Das schwierige US-Geschäft belastet den Dialysekonzern Fresenius Medical Care (FMC) und in der Folge auch seine Konzernmutter Fresenius noch stärker als befürchtet. Auch alle anderen Bereiche, insbesondere der Dienstleister Vamed, seien vom schwierigen gesamtwirtschaftlichen Umfeld geprägt, teilte Fresenius am Sonntag mit.

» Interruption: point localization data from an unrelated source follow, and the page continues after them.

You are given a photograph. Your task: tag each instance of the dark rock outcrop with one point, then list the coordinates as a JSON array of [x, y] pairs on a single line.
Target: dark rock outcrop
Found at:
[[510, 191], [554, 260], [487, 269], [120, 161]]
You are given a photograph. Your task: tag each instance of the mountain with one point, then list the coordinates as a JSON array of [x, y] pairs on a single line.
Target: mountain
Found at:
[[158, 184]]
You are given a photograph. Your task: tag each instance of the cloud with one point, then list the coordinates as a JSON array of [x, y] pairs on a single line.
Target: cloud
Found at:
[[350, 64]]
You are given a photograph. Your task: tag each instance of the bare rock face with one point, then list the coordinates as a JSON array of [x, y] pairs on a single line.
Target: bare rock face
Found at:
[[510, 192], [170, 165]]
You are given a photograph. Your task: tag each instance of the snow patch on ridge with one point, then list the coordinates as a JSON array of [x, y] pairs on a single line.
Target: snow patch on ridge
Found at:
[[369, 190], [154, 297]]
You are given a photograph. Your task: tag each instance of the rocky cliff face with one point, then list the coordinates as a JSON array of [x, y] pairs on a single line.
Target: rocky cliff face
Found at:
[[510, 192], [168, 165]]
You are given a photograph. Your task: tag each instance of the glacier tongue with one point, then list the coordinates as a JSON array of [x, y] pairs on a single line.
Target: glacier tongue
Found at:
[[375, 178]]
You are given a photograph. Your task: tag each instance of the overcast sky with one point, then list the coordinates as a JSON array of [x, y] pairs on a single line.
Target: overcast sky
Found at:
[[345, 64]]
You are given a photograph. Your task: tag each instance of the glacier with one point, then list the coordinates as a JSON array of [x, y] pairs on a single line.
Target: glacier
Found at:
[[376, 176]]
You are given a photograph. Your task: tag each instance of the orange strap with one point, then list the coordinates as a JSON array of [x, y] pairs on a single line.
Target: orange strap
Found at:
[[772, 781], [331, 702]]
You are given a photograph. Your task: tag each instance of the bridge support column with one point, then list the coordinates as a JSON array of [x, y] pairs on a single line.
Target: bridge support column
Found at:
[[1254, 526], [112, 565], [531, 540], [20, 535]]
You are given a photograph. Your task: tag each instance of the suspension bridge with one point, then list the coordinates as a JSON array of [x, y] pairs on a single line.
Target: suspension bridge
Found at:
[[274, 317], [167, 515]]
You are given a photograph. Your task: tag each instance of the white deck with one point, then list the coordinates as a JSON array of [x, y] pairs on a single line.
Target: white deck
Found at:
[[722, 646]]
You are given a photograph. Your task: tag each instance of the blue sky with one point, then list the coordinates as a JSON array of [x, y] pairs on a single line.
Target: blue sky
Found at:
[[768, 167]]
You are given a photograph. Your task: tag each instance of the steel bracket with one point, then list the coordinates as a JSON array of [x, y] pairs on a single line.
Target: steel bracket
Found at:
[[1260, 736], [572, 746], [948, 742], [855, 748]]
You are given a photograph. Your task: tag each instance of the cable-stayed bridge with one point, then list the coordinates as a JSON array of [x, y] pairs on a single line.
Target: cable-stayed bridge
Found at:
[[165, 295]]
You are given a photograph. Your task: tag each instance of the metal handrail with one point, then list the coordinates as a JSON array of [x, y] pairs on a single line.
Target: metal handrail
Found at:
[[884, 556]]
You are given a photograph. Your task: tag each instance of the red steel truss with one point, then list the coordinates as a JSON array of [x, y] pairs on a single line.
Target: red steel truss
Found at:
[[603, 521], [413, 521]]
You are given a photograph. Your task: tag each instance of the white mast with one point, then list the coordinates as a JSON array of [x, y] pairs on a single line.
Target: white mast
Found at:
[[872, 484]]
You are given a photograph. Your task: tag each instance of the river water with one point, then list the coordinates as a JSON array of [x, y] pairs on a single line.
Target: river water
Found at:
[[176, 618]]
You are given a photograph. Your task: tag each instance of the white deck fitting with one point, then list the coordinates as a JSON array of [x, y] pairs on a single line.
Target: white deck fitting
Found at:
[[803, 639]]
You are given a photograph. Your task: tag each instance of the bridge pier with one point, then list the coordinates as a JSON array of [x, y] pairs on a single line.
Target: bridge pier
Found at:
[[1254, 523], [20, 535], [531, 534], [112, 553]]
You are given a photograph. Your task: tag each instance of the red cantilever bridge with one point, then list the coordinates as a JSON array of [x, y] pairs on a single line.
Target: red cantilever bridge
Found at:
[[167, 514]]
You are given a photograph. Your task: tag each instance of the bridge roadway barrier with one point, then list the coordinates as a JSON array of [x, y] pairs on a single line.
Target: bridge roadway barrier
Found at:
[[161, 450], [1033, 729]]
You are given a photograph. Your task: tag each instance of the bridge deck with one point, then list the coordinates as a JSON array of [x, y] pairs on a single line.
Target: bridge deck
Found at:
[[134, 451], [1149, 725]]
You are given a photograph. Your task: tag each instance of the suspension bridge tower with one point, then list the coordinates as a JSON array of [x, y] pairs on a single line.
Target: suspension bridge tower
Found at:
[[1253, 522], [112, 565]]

Dabei verwies der Dax-Konzern auf inflationsbedingte Kostensteigerungen, Personalengpässe sowie Störungen in den Lieferketten, was auch das Patientenverhalten beeinflusse. Fresenius und FMC senkte ihre Gewinnziele für 2022 erneut. Ganz überraschend kommt das nicht, Analysten hatten es für möglich gehalten.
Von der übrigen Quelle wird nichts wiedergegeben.